Failing to cancel services promptly is a common and costly mistake. We have seen businesses continue paying for broadband circuits at vacated offices for months — sometimes years — simply because nobody remembered to cancel the contract.

Common IT Decommissioning Mistakes

Starting too late: IT decommissioning should begin planning at least eight to twelve weeks before the office closure date. Rushing the process leads to missed devices, unsecured data, and unnecessary costs.

Forgetting about printers: Modern multifunction printers contain hard drives that store copies of every document they have printed, scanned, copied, or faxed. These devices must be included in your data destruction process.

Ignoring structured cabling: Your lease may require you to remove all IT cabling from the premises. Even if it does not, leaving cables in situ means leaving potential evidence of your network topology for whoever occupies the space next.

Not obtaining destruction certificates: Verbal assurance from a recycling company is not sufficient. You need auditable, written certificates for every data-bearing device, linked to the device's serial number.

Overlooking cloud services: Just because your physical office is closing does not mean your cloud obligations end. Review all cloud subscriptions, storage accounts, and SaaS applications associated with the site and either migrate, archive, or securely delete the data they contain.

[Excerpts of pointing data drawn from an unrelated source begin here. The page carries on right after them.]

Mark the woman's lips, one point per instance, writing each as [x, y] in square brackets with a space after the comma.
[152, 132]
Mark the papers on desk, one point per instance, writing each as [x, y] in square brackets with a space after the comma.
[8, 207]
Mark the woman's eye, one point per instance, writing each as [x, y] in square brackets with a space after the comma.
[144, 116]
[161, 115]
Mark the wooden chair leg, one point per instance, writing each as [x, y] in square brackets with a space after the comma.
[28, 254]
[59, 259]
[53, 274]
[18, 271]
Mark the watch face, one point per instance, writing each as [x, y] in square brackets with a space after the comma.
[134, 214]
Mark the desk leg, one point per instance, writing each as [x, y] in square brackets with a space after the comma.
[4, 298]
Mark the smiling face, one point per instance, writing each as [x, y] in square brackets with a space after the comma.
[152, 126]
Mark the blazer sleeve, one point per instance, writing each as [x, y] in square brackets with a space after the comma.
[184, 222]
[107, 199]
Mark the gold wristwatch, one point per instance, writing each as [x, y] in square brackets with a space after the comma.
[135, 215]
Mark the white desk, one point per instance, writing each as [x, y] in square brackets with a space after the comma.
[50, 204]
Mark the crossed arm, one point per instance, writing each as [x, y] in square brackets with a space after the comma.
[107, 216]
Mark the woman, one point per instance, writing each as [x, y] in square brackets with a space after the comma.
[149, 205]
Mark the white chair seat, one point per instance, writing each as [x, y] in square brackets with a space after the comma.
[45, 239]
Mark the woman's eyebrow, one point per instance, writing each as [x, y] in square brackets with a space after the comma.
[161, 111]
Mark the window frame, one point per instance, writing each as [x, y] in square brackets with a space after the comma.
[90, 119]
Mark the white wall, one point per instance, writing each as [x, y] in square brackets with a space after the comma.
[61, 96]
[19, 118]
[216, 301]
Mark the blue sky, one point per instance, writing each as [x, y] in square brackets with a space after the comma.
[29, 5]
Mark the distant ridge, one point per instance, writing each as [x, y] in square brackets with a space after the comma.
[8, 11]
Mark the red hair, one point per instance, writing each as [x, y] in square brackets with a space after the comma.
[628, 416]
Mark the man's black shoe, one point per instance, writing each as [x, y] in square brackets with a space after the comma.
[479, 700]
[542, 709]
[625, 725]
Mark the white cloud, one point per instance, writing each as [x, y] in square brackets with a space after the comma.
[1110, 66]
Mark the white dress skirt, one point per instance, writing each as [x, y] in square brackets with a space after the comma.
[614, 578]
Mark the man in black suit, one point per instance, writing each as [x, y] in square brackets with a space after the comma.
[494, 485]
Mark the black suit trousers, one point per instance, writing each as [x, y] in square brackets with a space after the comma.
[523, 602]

How Much Does IT Decommissioning Cost?

The cost of IT decommissioning varies significantly depending on the size of the office, the volume and type of equipment, and whether you handle it internally or use a specialist partner. As a rough guide, a small office with 20 to 30 workstations might cost between £2,000 and £5,000 for a full decommissioning service. A larger site with server rooms, extensive networking, and 100 or more devices could cost £10,000 to £25,000 or more.

However, these costs should be offset against the value recovered from equipment resale and the avoided costs of compliance failures. A single ICO fine for improper data disposal could dwarf the cost of a properly managed decommissioning project.